Roger Karoutchi, qui a pris sa carte à l’UDR en 1968, est pourtant un vieux routier de la politique, et sait bien qu’une campagne ne se fait pas sur des coups de com’ bidons et surtout qu’elle se gagne en labourant le terrain. Donner le dernier coup de rein plus d’une année avant la clôture des débats demeure le plus sûr moyen de se faire battre avant l’arrivée. C’est aussi ce qui s’est passé l’an dernier, lorsque notre brillant homme d’État ne faisait pas mystère d’arracher la commune de Nanterre au démon du communisme.

Juste après les vacances suivant les élections législatives, il battait en retraite le 18 septembre 2007 : ce n’est pas l’échec qui m’inquiétait. J’étais d’accord pour tout faire soit pour gagner, soit pour faire le meilleur score possible mais je suis bien conscient qu’à Nanterre, pour faire ça, il faut se battre pendant 6 mois, jour et nuit. Et Roger Karoutchi, dont les équipes collaient à tour de bras dans la foulée de l’euphorie de la victoire de Nicolas Sarkozy aux élections présidentielles, a laissé Rachid Kaci se débrouiller tout seul pour récolter 14,33% des suffrages dans une ville ancrée à gauche depuis l’avant-guerre.
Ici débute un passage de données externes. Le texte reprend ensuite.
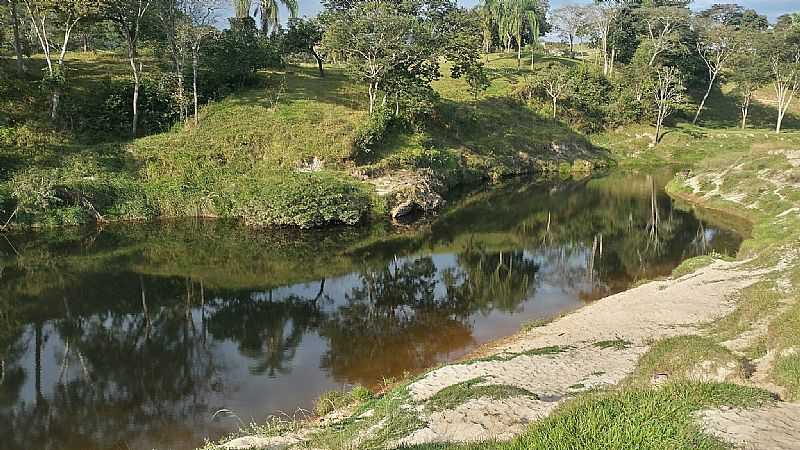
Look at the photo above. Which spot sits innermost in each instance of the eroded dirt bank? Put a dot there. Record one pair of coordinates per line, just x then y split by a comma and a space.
736, 309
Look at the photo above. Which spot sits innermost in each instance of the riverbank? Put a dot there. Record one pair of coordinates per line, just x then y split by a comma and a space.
710, 344
296, 150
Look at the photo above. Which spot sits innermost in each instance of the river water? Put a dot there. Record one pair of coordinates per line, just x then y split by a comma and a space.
133, 336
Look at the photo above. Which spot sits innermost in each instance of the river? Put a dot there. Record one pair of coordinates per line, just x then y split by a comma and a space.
134, 336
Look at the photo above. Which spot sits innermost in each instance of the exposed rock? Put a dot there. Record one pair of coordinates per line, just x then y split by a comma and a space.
409, 191
260, 443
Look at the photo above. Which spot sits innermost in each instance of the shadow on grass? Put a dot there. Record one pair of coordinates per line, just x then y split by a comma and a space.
303, 83
722, 111
493, 127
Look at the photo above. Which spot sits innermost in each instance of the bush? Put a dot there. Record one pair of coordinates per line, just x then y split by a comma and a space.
233, 58
372, 132
305, 200
109, 109
333, 400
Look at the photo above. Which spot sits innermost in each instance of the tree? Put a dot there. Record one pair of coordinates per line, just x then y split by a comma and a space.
600, 16
663, 24
128, 16
752, 72
669, 94
377, 40
554, 80
716, 45
518, 12
477, 80
170, 17
305, 35
268, 9
487, 27
241, 8
13, 12
784, 63
47, 16
199, 24
569, 21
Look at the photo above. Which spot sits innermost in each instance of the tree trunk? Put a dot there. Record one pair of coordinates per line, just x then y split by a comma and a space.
17, 40
135, 124
745, 111
659, 122
373, 92
533, 57
571, 46
705, 97
136, 82
319, 62
54, 101
194, 85
613, 58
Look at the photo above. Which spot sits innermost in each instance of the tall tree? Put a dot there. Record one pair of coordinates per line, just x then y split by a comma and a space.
169, 18
375, 39
13, 12
784, 63
569, 21
716, 45
600, 16
129, 16
198, 26
668, 94
241, 8
663, 26
49, 17
305, 35
269, 12
752, 72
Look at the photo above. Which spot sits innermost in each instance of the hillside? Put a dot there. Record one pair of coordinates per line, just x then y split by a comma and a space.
251, 156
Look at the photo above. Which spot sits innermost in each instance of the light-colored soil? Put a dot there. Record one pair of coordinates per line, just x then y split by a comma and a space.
772, 428
637, 317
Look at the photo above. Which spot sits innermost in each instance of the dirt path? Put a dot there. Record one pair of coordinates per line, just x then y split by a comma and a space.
595, 346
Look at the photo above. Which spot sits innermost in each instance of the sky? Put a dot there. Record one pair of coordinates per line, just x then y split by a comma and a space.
772, 8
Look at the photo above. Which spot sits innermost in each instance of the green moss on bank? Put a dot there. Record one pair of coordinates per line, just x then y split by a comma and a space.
656, 419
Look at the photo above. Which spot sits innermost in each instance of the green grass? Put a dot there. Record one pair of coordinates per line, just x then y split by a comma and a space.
653, 419
616, 344
692, 358
397, 422
334, 400
691, 265
241, 161
458, 394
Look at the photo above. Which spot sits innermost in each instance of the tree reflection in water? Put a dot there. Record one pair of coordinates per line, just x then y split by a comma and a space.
134, 335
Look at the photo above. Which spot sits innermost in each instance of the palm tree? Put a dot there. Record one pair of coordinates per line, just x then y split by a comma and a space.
242, 8
269, 12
Ce n’est pas la première fois que Roger Karoutchi a préféré la facilité au courage politique. Déjà en 1995, il avait renoncé à briguer la mairie de ce bastion communiste où il était conseiller municipal depuis 1989 pour se replier sur des positions plus sûres à Boulogne-Billancourt et au Conseil régional d’Ile-de-France, tenus par la droite. Au final, il n’a encore jamais été élu sur son nom.

 

 


Ils ne font plus campagne à présent comme avant,
Avec de grands discours pour la foule en goguette
Dont les yeux sont juste au niveau de la braguette
En cherchant du regard si leurs mots font du vent !

Quand le front des tribuns est au mieux décevant
Avec leurs tics pas nets et ce stress qui les guette,
Nous les poussons avec plaisir vers l’échauguette
Où l’oubli les attend pour qu’on passe au suivant.

Si l’œil vise haut, mais par le bout de la lorgnette,
Nous les sentons flanquer des coups de patinette
Et tant de crocs-en-jambe au plus fort des débats.

Mais le pouvoir va leur presser le pamplemousse,
Quand le public se gausse en plus de leurs ébats,
Ils font n’importe quoi du moment que ça mousse.